May 15, 2013

# Detecting Click Clusters in Your Data Using Spreadsheet Math

Most of us call our own shots when it comes to segmenting email lists. We tell the computer what to do. We decide that it’s gender and age that matter, and we submit that query—segment my list into old dudes and young ‘uns. Or maybe it’s domain that matters. Or subscription date. Or something else.

And that’s cool. But what about asking the computer to use your data to decide how it would segment your list for you?

Every time we send a newsletter, we generate interactions. Specifically, clicks are a great source of data for understanding our subscribers’ different interests, and those interests can define segments.

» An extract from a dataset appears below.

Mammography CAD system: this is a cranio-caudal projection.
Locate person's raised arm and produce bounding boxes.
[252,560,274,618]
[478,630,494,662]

In this post, we’re going to investigate how to get Microsoft Excel (or LibreOffice if that’s your poison) to suggest list segments based on past clicks.

This is called *data mining *or *unsupervised learning. *It’s called *data mining* because we’re going to get the computer to dig into your click data and discover some interesting segments on its own. It’s called *unsupervised learning*, which is a branch of artificial intelligence, because we’re not going to give the computer any past examples of how *we’ve* segmented. We’ll let it choose what it feels is right.

What can you do with some computer detected segments? Two things:

1. You can dig into the segments it creates to try and understand why. We’re going to use click data in this post, so why would a computer separate these people who clicked these URLs from these other people who clicked these URLs? Cluster analysis can often divide your audience in ways you hadn’t thought about.

2. Even if you don’t understand the why, you can still test out the segments. If I have a list and a computer decides to divide it in two, even without knowing anything about the segments, any A/B test I do on content sent to these two segments will do as well or better when sent at the segment level than at the list level. Sure, both groups might like A better than B. But now you have an opportunity to distinguish a group that may like A better and a group that may like B better.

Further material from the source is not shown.